Friday, February 3, 2017

Just one more.


Of course, this is a tribute to the great Jimmy Durante:


As I mentioned yesterday, though, when you write a punch line you like it's hard to let it go, especially if you don't have an editor or director making you let it go. This elephant thing turned into one of those contests where you have a drawing and have to come up with the gag, and I was all the contestants.

I think sometimes editors who run those contests know what gag they want, and they just wait until someone submits it. Like, you might see:


And he's just waiting for something like:

"Dan's on the juice."
Unless of course something funnier actually does come in.

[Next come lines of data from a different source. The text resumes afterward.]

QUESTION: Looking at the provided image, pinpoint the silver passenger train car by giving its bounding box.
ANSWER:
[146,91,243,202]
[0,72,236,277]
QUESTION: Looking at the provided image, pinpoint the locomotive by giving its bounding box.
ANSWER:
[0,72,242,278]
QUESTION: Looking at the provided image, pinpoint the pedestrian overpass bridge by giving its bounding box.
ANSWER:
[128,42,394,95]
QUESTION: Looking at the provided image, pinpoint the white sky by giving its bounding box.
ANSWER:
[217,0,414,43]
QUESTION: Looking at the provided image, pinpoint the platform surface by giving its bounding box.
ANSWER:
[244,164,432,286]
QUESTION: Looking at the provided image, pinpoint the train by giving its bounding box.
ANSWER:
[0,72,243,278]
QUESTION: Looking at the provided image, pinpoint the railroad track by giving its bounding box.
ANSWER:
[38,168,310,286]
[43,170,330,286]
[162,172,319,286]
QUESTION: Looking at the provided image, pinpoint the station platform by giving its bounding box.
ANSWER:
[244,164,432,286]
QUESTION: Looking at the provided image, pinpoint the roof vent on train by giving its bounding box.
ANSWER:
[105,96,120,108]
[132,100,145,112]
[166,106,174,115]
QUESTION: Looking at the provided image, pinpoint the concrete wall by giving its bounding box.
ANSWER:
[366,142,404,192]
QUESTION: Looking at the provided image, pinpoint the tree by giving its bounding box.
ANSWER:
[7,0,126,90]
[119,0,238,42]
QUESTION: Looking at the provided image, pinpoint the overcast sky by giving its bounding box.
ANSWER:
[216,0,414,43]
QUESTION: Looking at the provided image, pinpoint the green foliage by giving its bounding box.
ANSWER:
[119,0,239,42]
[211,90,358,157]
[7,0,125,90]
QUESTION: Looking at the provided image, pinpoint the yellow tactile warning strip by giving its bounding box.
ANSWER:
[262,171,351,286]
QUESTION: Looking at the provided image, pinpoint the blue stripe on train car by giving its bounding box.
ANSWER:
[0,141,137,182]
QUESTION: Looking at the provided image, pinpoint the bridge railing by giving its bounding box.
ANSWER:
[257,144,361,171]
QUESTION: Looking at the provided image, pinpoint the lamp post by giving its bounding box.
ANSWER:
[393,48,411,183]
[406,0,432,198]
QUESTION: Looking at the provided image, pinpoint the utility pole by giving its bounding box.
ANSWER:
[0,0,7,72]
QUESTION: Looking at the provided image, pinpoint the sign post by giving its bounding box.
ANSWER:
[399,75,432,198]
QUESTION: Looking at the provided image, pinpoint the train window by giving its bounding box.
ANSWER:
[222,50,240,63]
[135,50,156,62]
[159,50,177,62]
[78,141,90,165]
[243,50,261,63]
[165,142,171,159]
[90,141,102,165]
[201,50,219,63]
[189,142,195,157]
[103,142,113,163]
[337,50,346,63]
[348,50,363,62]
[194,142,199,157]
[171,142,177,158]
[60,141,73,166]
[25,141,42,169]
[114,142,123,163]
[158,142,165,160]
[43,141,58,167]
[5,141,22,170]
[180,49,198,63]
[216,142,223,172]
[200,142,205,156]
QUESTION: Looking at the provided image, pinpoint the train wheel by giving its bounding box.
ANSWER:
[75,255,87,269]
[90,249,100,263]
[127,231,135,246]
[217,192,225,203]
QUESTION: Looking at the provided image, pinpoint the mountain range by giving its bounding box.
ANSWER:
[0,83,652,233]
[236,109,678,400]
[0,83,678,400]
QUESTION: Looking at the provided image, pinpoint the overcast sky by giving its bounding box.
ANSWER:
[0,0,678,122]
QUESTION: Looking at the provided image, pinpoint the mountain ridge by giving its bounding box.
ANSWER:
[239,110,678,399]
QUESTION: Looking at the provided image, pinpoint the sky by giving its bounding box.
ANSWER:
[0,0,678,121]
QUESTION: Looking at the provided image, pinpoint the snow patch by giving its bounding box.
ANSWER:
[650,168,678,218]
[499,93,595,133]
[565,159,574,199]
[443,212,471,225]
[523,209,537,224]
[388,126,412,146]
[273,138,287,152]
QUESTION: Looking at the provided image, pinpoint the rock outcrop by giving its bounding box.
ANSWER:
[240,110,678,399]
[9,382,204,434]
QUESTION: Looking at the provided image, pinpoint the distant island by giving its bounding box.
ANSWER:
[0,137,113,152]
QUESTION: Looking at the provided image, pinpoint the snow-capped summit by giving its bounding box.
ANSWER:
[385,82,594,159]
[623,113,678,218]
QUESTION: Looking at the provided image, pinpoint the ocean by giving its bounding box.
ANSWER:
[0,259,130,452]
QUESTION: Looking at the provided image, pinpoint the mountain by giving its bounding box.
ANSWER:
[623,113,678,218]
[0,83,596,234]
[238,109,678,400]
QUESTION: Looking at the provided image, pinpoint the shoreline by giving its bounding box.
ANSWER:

Well, the four elephant jokes were the only ones I had that I liked, so it will be on to something else tomorrow. It will have nothing to do with elephants. But I will leave you with some of the best thoughts on the military application of elephants ever written. I refer of course to the Hannibal chapter from Will Cuppy's The Decline and Fall of Practically Everybody:

Hamilcar also told Hannibal about elephants and how you must always have plenty of these animals to scare the enemy. He attributed much of his own success to elephants and believed they would have won the First Punic War for him if things hadn't gone slightly haywire; for the war had turned into a naval affair. But even when the fighting was on land, the Romans did not scare nearly so well as expected. The Romans had learned about elephants while fighting Pyrrhus, whose elephants defeated him in 275 B.C., and even before that, in Alexander's time, King Porus had been undone by his own elephants. Thus, if history had taught any one thing up to that time, it was never to use elephants in war.
Then Hamilcar … was drowned in 228 B.C. while crossing a stream with a herd of elephants.
Taking elephants across the Alps is not as much fun as it sounds. The Alps are difficult enough when alone, and elephants are peculiarly fitted for not crossing them.
Whenever a thousand or so of his men would fall off an Alp, he [Hannibal] would tell the rest to cheer up, the elephants were all right. If someone had given him a shove at the right moment, much painful history might have been avoided.
Most of the original group [of elephants] succumbed to the climate, and he [Hannibal] was always begging Carthage for more, but the people at home were stingy. They would ask if he thought they were made of elephants and what he had done with the elephants they sent before. Sometimes, when he hadn't an elephant to his name, he would manage to wangle a few from somewhere, a feat which strikes me as his greatest claim to our attention.
And he [Hannibal] probably believed, up to the very end, that everything might still come out right if he only had a few you-know-whats.